那天晚上,赘婿打了老奴一巴掌,随后沁香小筑里爆发出唐梅尖利的呵斥声。她要保护她的老奴,她认为王嬷嬷忠于她的母亲,忠于她,延续几十年的两代主奴情,纯真而珍贵。
苏瓶从不与女人扯脖子争吵,因为女人吵的是情绪,而不是道理,吵来吵去的,往往会让问题变得更糟。
他不看唐梅,而是背着手,作势欲走,将走未走时,侧过脸来对跪在地上的王嬷嬷道:
“忠心可贵,但也要讲究方法。亏你好大年纪,办事竟这般任性。就算你气死樊公妃,一时解恨,可后果如何,你考虑过吗?等安国公知道这事,会怎样想你,又会怎样想你的主子?人就快死了,最后几天也不能让她过得安生,如此狠辣恶毒,怎能委以重任?”
苏瓶目光横移,落在唐梅身上,声音低沉平缓:“刚刚当上督办,你应该珍惜,而不是拿来‘挥霍’。杀敌一千自损八百,我不认为这算胜利。而且樊氏与你母作对,也不是没有苦衷。”

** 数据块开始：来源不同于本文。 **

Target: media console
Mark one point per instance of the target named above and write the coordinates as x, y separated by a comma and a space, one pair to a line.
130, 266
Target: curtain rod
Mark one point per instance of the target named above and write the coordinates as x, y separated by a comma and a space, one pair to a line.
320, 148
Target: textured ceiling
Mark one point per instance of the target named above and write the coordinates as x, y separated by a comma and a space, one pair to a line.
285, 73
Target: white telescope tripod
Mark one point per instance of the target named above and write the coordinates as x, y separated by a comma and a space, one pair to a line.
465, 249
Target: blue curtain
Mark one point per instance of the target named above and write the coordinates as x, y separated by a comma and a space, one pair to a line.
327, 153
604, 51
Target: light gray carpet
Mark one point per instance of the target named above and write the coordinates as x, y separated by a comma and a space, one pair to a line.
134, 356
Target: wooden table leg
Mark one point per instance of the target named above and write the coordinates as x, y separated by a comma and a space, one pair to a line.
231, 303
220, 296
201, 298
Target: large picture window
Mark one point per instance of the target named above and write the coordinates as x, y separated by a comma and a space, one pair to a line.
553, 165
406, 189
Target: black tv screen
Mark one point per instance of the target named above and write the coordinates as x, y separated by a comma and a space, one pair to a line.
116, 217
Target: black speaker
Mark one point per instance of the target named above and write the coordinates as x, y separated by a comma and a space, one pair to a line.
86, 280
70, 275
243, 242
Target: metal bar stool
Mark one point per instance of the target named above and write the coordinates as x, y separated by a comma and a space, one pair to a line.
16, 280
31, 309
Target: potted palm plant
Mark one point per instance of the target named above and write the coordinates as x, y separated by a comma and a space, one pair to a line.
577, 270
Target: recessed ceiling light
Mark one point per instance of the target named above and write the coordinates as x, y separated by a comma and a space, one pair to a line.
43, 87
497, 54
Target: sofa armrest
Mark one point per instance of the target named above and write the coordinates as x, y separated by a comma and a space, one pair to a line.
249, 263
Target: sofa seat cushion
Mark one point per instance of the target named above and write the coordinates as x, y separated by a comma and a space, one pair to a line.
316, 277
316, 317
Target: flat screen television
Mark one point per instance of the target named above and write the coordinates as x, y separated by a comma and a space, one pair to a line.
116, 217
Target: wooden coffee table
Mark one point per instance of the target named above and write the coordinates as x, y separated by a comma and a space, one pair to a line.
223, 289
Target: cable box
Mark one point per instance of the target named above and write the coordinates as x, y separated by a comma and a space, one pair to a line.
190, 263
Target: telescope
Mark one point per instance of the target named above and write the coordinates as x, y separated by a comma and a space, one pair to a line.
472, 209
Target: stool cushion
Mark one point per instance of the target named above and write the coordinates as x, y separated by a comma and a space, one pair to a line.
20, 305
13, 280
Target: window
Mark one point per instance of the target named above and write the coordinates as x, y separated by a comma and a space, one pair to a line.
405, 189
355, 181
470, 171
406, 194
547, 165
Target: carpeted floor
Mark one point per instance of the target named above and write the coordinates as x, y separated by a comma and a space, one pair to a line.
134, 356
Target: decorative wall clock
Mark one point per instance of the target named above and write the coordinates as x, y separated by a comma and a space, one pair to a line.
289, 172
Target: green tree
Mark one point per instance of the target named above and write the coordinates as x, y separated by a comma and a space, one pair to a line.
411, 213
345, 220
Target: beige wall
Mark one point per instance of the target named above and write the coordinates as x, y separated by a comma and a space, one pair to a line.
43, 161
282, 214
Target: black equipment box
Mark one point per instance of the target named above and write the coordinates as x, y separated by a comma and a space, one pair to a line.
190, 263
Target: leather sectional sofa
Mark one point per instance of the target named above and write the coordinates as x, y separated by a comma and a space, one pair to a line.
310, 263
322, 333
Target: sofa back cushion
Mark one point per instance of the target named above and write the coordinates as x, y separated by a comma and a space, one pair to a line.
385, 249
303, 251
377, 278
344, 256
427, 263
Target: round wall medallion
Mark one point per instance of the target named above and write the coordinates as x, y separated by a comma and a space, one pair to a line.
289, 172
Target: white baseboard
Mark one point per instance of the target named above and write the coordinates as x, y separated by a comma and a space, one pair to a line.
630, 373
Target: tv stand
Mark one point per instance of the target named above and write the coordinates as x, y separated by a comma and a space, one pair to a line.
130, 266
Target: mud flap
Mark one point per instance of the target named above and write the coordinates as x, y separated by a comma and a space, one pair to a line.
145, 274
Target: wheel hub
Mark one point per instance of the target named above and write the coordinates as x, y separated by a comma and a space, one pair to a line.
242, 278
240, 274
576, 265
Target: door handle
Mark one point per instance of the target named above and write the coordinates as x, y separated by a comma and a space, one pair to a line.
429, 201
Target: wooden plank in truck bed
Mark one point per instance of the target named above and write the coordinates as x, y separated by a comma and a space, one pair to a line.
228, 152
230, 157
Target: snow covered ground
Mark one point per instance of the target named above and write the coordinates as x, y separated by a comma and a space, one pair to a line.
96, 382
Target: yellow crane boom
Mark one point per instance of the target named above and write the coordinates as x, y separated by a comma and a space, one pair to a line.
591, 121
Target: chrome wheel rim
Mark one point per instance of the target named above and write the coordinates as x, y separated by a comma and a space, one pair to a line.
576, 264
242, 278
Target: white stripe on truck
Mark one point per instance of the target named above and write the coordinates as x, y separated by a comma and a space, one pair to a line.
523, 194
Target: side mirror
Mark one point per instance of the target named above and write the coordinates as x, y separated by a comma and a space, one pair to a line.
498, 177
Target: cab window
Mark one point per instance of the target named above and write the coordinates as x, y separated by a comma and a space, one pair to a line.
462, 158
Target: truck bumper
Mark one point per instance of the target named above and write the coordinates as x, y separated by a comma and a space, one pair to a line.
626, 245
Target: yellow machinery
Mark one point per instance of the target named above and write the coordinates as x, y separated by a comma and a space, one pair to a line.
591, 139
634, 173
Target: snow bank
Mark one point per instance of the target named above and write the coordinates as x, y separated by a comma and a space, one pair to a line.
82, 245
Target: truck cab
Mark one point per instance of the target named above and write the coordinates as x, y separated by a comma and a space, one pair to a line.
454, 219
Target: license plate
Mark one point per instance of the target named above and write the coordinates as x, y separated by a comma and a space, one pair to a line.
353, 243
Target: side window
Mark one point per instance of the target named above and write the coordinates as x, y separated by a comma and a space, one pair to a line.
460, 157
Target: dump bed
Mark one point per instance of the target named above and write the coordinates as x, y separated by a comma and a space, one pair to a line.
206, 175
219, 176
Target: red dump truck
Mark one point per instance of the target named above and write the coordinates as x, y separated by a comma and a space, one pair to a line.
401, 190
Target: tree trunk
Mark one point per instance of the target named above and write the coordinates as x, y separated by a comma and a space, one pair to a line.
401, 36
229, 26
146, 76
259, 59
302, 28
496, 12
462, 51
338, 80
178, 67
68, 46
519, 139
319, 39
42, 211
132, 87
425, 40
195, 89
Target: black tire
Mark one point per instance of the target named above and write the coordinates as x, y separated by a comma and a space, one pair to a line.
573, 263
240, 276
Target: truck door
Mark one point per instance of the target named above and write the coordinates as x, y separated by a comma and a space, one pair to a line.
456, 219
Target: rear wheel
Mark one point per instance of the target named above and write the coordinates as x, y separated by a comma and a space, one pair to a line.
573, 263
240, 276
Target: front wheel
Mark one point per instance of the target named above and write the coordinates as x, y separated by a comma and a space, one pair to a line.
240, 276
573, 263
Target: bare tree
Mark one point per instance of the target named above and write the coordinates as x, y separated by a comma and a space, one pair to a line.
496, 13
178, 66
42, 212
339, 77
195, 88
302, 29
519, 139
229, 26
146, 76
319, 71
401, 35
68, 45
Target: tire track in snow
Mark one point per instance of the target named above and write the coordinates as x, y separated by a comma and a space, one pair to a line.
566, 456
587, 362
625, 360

苏瓶的声音变得更加低沉柔和:“是非对错已成往事,人还是应该往前看。休要脑子一热,自毁前程。”
唐梅在樊公妃面前没插上一句话,回到家里反倒是后知后觉的委屈起来。她气鼓鼓的,胸膛好似要爆炸一般鼓起来,随着沉重的呼吸上下起伏。油亮的缎子面儿,在侧向月光的扫射下,反射出诱人的光芒。

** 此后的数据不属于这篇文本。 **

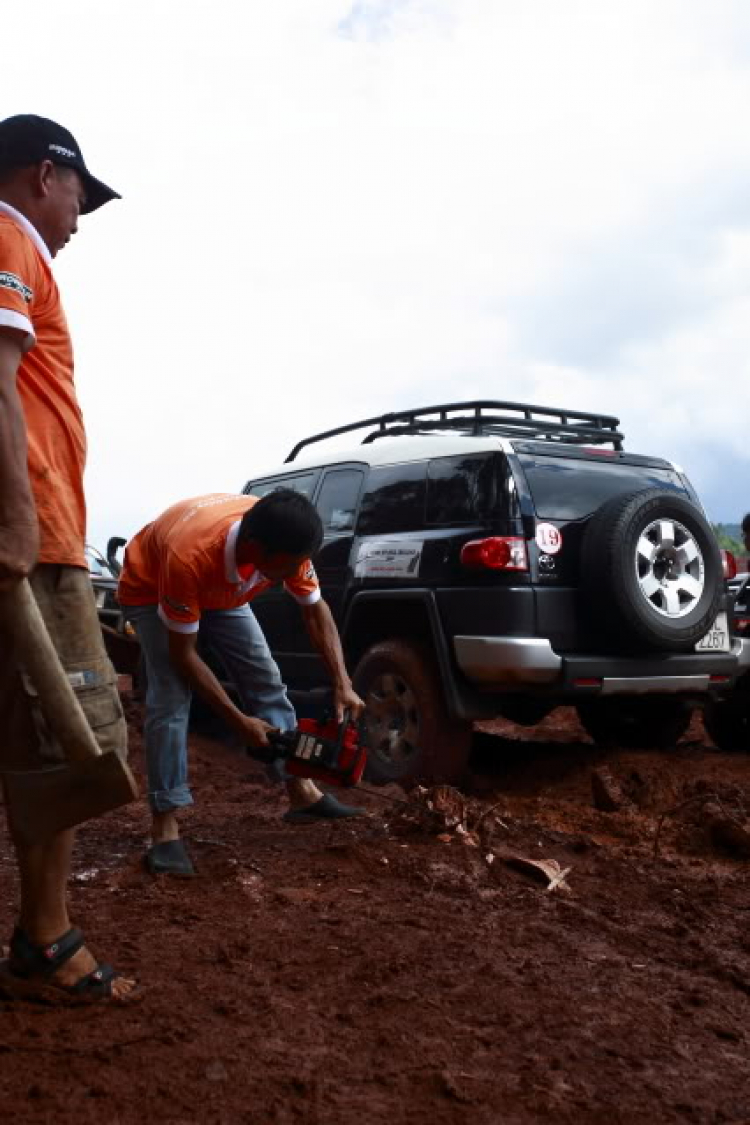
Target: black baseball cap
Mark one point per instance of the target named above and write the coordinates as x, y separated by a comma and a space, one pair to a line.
28, 140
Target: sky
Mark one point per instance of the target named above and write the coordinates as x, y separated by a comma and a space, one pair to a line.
333, 209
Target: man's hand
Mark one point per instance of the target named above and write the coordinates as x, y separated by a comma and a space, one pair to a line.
256, 731
18, 550
345, 699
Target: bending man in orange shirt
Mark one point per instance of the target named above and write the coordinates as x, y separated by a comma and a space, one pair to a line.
196, 568
44, 187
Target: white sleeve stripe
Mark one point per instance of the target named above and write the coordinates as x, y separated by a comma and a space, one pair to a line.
307, 599
178, 626
12, 320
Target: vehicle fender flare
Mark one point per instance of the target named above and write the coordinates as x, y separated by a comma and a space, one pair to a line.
454, 698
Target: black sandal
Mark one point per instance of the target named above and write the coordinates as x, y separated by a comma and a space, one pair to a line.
37, 964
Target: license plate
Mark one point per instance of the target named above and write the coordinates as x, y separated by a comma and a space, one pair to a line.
716, 639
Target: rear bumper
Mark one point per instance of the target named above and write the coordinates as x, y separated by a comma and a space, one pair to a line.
508, 664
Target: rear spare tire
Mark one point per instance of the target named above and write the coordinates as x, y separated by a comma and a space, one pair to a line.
651, 572
407, 729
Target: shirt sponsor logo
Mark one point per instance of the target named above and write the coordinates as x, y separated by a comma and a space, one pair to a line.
175, 605
15, 284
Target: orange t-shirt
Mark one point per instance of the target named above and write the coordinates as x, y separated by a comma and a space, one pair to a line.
29, 300
186, 561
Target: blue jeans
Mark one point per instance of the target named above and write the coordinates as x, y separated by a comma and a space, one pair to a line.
238, 641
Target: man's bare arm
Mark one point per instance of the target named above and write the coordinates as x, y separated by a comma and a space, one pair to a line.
19, 538
323, 632
186, 658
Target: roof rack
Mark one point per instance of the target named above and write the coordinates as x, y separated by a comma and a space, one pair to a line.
480, 416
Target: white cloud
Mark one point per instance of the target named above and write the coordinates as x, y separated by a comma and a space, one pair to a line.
333, 209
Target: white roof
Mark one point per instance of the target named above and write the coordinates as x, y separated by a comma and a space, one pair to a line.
388, 451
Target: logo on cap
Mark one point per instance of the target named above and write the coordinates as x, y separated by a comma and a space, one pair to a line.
62, 152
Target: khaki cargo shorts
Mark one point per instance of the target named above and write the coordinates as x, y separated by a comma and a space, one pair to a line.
65, 599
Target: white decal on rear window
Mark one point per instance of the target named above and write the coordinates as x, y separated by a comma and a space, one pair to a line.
388, 560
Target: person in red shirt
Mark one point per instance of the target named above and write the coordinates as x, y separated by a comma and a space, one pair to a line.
44, 187
193, 570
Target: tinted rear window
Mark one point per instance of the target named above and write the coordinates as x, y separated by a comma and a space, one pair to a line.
395, 500
567, 488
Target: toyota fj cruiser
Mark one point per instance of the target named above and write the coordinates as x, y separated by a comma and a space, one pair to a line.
493, 558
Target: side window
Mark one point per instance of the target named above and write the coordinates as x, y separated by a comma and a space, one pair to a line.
337, 498
303, 483
395, 500
469, 488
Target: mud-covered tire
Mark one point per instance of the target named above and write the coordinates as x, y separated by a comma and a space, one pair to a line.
651, 573
643, 722
407, 730
728, 719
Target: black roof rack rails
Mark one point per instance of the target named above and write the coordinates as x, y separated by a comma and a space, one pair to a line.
570, 426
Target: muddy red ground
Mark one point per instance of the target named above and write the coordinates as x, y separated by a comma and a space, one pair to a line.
375, 972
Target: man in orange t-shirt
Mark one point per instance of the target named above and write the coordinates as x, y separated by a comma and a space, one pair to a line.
44, 187
196, 568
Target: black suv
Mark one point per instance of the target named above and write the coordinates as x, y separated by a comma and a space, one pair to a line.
728, 714
491, 558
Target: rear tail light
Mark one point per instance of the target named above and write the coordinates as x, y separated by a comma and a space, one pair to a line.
729, 564
498, 552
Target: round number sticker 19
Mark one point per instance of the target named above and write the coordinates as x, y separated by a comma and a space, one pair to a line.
549, 538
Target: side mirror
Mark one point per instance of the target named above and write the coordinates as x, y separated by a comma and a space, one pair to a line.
113, 547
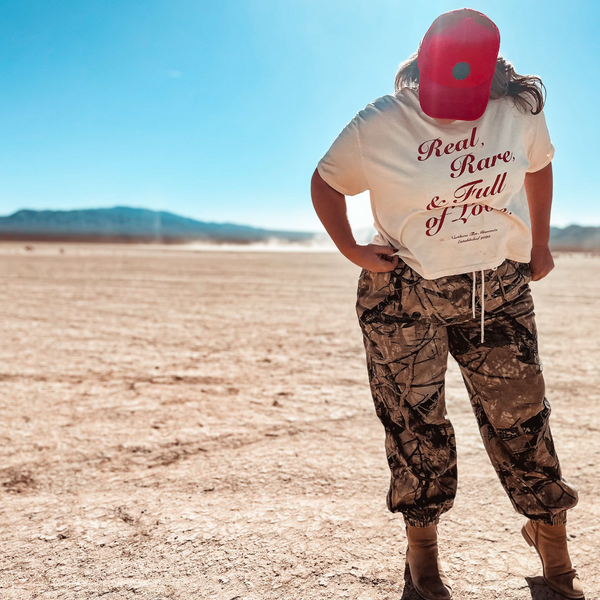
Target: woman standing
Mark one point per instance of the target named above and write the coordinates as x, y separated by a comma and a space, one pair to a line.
458, 164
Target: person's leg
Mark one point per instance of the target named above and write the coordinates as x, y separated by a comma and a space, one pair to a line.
407, 356
504, 379
503, 376
406, 361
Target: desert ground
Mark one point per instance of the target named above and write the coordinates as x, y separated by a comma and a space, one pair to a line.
191, 424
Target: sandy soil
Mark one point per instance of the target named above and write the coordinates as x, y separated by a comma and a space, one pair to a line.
186, 425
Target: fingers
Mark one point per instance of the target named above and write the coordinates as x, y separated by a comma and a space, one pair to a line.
388, 265
384, 249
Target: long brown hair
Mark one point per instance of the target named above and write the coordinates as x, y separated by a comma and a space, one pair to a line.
527, 91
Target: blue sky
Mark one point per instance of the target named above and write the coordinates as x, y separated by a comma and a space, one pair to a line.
220, 110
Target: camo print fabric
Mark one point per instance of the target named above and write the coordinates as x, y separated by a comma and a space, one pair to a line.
409, 325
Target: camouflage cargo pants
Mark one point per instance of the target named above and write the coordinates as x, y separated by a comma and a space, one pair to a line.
409, 325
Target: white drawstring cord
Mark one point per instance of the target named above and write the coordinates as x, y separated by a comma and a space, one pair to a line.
482, 298
482, 301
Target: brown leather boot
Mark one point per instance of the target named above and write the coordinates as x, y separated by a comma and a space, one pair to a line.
423, 560
550, 541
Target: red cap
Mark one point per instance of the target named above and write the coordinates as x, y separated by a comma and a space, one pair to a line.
457, 62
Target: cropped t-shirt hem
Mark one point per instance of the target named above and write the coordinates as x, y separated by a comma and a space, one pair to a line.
469, 268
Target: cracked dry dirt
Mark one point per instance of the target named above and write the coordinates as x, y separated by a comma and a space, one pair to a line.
185, 425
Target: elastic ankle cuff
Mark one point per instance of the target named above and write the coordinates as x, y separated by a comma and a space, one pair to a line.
557, 519
421, 522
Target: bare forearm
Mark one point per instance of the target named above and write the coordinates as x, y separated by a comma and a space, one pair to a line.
330, 207
538, 187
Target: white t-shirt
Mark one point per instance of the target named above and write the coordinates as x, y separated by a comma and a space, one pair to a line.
450, 197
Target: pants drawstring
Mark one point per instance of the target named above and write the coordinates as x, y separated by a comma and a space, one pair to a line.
482, 298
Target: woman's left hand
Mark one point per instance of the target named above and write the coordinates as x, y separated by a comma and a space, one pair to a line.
541, 262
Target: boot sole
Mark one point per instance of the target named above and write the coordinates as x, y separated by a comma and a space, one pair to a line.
532, 544
421, 593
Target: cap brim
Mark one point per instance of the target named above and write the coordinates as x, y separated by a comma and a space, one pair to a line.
443, 102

她的眼神有些复杂,但总体说来还是愤怒和委屈多一点:“我不管她有何苦衷,我也不管谁对谁错,总之她是我娘的敌人,害得我娘抑郁而终。王嬷嬷要替我娘报仇,我是不会阻拦的,因为我没有资格替我娘原谅她。而对我,她害得我十年等了一场空,害得我名誉扫地,害得我沦为笑柄!”
她越说越激动,吼道:“难道我不应该为自己报仇吗!她这样的人我也能忍,那我干脆了死了算了!”

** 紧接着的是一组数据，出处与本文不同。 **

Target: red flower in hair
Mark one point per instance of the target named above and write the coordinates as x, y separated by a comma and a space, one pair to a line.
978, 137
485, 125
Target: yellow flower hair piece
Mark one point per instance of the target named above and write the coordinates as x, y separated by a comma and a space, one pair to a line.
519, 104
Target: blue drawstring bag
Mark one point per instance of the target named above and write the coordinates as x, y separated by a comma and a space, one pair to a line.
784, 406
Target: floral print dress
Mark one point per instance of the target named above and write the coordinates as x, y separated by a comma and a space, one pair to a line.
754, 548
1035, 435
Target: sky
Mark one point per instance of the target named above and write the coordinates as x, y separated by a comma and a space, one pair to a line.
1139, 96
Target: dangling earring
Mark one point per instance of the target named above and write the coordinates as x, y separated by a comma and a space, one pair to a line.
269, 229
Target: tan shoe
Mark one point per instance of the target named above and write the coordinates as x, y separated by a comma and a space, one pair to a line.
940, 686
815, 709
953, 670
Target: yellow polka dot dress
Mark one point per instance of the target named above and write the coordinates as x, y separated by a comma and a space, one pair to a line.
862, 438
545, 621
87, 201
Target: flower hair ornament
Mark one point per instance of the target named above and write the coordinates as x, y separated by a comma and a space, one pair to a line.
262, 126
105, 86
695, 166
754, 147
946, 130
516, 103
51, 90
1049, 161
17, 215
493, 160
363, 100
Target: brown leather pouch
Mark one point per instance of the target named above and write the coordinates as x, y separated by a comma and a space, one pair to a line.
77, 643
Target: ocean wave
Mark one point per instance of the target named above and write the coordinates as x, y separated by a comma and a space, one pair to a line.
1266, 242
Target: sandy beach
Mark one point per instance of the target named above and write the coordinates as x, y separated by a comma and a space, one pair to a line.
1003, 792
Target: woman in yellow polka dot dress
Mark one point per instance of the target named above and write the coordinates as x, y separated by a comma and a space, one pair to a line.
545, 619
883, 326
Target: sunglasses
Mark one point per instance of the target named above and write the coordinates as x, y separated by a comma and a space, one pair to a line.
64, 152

唐梅委屈至极,说到后来眼泪顺着脸颊滑落,王嬷嬷跪爬过来,抱住她的六小姐,扯嗓子嚎哭。唐梅蹲下身子,与王嬷嬷抱头痛哭,二人鼻涕眼泪混在一起,说不尽的人间苦涩。
见状,苏瓶不知道说什么好,叹了口气,拂袖而去。
苏瓶觉得,自己能帮她们的也就这么多了。而且自己已经很大度,打王嬷嬷一个耳光,并不委屈她。
若不是那老和尚教得一手好内功,能让自己为樊公妃缓解病情的话,真不知如何收场,那么自己也要撂在那里。